Help:Project Gutenberg

From Wikisource
Jump to navigation Jump to search
Help:Project Gutenberg

This page discusses Project Gutenberg, a venerable free-text project parallel to Wikisource. Its main purpose is to define the ways in which the two projects complement each other, and to suggest ways we can cooperate.

Please formulate the policies and suggestions on this page based upon the wide-ranging discussion at the talk page.


Importing works[edit]

Quite a few Project Gutenberg works have been imported to Wikisource by copying and pasting a chapter at a time into the main namespace. While this works, it means that the work is not backed by scans. A better option is to use the PG work as a basis for a proper Wikisource transcription. This is slower, but still probably quicker than a standard transcription (because most typos/scannos have already been caught, and the work is mostly a matter of formatting).

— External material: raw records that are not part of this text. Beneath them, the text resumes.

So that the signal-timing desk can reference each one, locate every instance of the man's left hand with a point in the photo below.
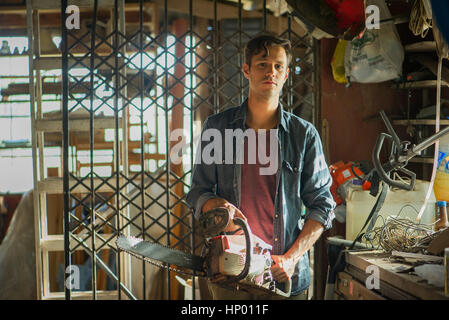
(282, 268)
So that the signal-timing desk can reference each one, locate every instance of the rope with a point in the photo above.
(402, 234)
(419, 23)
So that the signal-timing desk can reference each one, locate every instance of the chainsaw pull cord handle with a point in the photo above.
(392, 164)
(249, 245)
(383, 170)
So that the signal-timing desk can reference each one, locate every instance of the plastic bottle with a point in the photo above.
(441, 216)
(446, 272)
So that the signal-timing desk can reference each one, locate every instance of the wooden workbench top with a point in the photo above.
(407, 282)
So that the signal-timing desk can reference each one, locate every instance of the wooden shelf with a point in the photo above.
(55, 185)
(50, 5)
(56, 242)
(419, 84)
(426, 122)
(422, 46)
(417, 159)
(83, 295)
(82, 124)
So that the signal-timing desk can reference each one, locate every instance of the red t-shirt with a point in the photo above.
(258, 193)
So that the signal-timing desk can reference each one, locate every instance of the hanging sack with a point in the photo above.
(378, 55)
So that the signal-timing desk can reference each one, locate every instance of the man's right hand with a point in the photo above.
(234, 212)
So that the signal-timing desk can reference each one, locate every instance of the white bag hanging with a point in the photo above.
(378, 55)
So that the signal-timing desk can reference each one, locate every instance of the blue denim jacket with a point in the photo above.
(303, 177)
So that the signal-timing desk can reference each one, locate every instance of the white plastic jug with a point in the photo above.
(408, 203)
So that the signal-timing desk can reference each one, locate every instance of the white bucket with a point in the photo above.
(408, 203)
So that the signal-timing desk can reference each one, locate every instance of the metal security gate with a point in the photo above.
(139, 78)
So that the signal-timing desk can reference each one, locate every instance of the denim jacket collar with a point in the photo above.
(242, 111)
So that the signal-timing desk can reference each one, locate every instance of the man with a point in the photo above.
(270, 203)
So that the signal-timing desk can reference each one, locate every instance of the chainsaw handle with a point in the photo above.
(288, 289)
(249, 245)
(383, 170)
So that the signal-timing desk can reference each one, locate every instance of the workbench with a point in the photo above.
(393, 285)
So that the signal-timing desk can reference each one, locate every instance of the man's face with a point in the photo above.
(268, 71)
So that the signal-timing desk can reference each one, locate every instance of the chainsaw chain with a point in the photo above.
(163, 265)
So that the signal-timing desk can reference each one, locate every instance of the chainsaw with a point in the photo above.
(245, 259)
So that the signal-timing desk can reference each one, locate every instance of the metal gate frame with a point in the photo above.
(96, 207)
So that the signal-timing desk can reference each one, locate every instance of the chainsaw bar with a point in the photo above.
(154, 252)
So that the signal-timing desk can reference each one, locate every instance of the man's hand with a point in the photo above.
(234, 212)
(282, 268)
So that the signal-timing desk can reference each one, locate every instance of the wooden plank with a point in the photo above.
(54, 185)
(83, 295)
(56, 242)
(428, 122)
(409, 283)
(422, 46)
(205, 9)
(55, 125)
(352, 289)
(417, 257)
(386, 289)
(440, 242)
(51, 5)
(55, 62)
(419, 84)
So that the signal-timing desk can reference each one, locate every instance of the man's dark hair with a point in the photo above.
(262, 42)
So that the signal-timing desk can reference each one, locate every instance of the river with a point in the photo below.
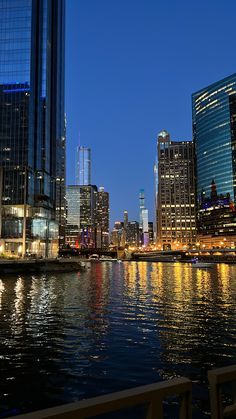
(65, 337)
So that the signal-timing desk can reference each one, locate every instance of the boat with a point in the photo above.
(108, 259)
(94, 257)
(197, 264)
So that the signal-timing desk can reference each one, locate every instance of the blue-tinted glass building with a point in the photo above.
(83, 166)
(214, 133)
(32, 127)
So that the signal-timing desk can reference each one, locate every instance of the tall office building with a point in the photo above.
(102, 218)
(32, 126)
(176, 227)
(214, 133)
(132, 235)
(83, 166)
(143, 220)
(81, 213)
(141, 207)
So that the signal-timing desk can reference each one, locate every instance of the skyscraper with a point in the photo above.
(143, 220)
(81, 215)
(176, 198)
(214, 133)
(102, 218)
(32, 127)
(83, 166)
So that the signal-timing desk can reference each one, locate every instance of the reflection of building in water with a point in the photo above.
(32, 129)
(214, 132)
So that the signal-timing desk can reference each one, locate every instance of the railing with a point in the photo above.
(151, 395)
(217, 378)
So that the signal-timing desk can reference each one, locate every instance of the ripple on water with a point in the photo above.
(65, 337)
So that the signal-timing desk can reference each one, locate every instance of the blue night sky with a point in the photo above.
(131, 66)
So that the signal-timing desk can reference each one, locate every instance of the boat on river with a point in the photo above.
(198, 264)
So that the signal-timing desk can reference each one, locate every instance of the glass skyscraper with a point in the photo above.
(81, 215)
(83, 166)
(214, 132)
(176, 223)
(32, 126)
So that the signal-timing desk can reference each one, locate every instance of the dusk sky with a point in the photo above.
(131, 67)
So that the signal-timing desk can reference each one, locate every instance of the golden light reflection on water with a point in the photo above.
(138, 321)
(2, 288)
(19, 305)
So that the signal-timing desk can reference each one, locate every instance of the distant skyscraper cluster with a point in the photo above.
(195, 181)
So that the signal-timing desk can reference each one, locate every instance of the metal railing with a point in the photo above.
(151, 395)
(217, 378)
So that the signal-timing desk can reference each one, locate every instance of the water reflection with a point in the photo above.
(111, 327)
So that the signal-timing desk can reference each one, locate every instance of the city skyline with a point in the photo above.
(148, 71)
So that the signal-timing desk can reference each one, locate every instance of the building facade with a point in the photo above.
(176, 228)
(132, 235)
(83, 166)
(81, 216)
(32, 126)
(214, 133)
(102, 213)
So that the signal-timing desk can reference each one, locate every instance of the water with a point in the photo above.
(66, 337)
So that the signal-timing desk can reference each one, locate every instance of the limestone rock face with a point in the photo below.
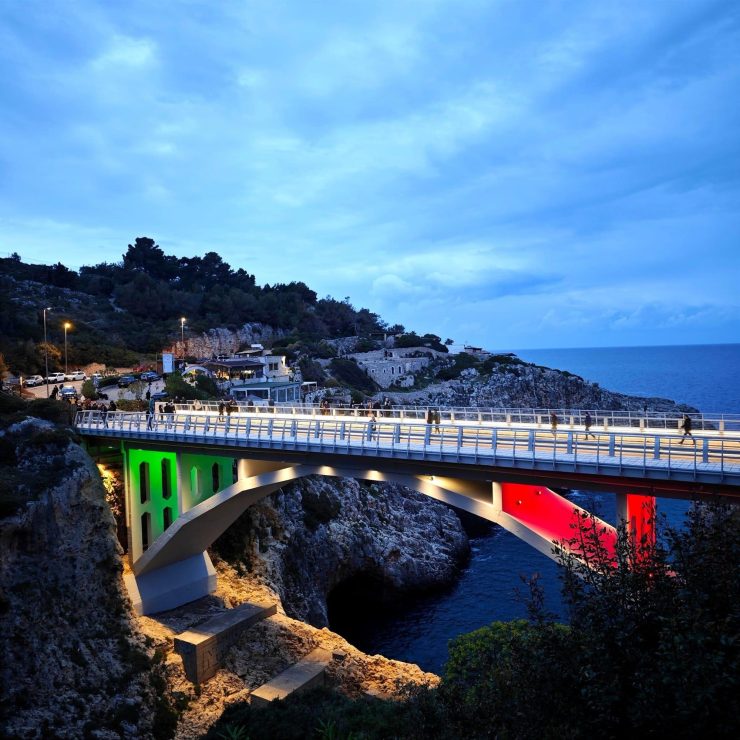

The process is usually something like this:

  1. Set up the Index page as usual, with a correct pagelist etc.
  2. Download the HTML version of the work from Project Gutenberg.
  3. Open the HTML version in a text editor, and strip paragraph tags (<p>…</p>). Leave most other HTML, especially <i>, <u>, etc. as these will work without modification in the wikitext version.
  4. Copy and paste from the HTML, page-by-page.

The Clean up OCR script from Wikisource:TemplateScript is very helpful for this type of work.